Some previous studies have suggested that freshly-isolated DCs from non-lymphoid tissues, such as liver, are functionally immature and are more heterogeneous than the lymphoid organs (15,29). In contrast, the results of this study showed that the majority of isolated DCs possess phenotype of mature DCs with high expression of MHC class-II and co stimulatory molecule, CD86 on their surface. Abe et al have reported that the expression of MHC class-II and CD86 on GM-CSF treated liver derived DCs were 30% and 20%, respectively (28). Other investigators showed that DCs isolated from mice treated with Flt3-L are phenotypically immature (CD11c+, CD86 Low, MHC-II Low) (26). However, the phenotypic changes after overnight culture have also been reported for DCs isolated from other mouse non-lymphoid organs (27). Therefore, some of these variations are probably because of culturing.

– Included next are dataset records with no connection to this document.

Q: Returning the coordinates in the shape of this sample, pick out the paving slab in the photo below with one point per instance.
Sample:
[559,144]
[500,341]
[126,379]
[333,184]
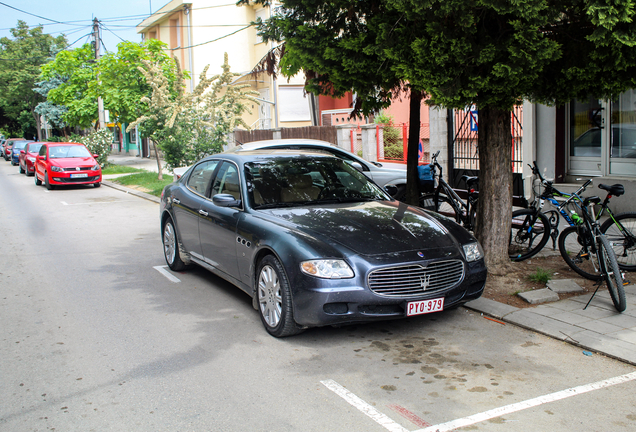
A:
[562,286]
[542,295]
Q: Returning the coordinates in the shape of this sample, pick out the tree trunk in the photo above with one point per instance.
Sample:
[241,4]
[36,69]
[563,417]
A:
[412,179]
[495,187]
[160,176]
[38,124]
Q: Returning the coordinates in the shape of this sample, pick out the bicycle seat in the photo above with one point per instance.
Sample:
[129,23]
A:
[616,190]
[593,200]
[470,180]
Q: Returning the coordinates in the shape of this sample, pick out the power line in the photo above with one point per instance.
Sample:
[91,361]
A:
[37,16]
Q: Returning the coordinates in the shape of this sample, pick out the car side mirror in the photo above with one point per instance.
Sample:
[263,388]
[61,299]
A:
[357,165]
[391,189]
[226,200]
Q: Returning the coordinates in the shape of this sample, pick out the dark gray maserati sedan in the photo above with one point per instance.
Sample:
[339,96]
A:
[314,242]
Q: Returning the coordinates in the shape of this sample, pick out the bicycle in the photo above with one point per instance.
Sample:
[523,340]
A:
[531,228]
[444,200]
[584,247]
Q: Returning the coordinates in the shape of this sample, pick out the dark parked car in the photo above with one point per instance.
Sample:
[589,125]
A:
[314,242]
[28,155]
[15,151]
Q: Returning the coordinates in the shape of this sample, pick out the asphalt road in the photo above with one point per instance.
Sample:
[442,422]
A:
[94,338]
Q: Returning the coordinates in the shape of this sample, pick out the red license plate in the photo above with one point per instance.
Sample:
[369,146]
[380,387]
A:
[424,306]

Freshly isolated DCs from lymphoid organs are potent stimulators of primary MLR, whereas freshly isolated DCs from non-lymphoid organs are unable to initiate primary T cell responses (30,31). These findings may reflect the heterogeneity of DC populations residing in different organs (32). The CD11c+ DC population can be divided into at least two subsets on the basis of the expression of CD11b and CD8α, which may represent the putative myeloid and lymphoid related subsets (33). Our results show that the frequency of DCs in freshly isolated normal liver NPCs is very low. However, CD8α+ and CD11b+ DCs were substantially enriched to 36 and 45 percent respectively by overnight culture and nycodenz density centrifugation. The obtained results also indicate that both subsets were present in normal mouse liver and in approximately equivalent numbers. O’Connel et al also showed that the frequency of lymphoid and myeloid DC subset is equal in the liver (27). However, we could not find an obvious difference between DCs isolated from the liver and the spleen (not shown data) of normal mouse.

Conclusions

These findings indicate that purity of isolated DCs using nycodez gradient is higher than other reports (34,35). The similar ratio of lymphoid (CD11c+/CD8α+) and myeloid (CD11c+/CD11b+) DCs in liver demonstrated that the difference in frequency of these subpopulations of dendritic cells is not the main reason for the tolerance to liver transplants. However hepatic microenvironment may play an important role in tolerogenicity of DCs in this organ.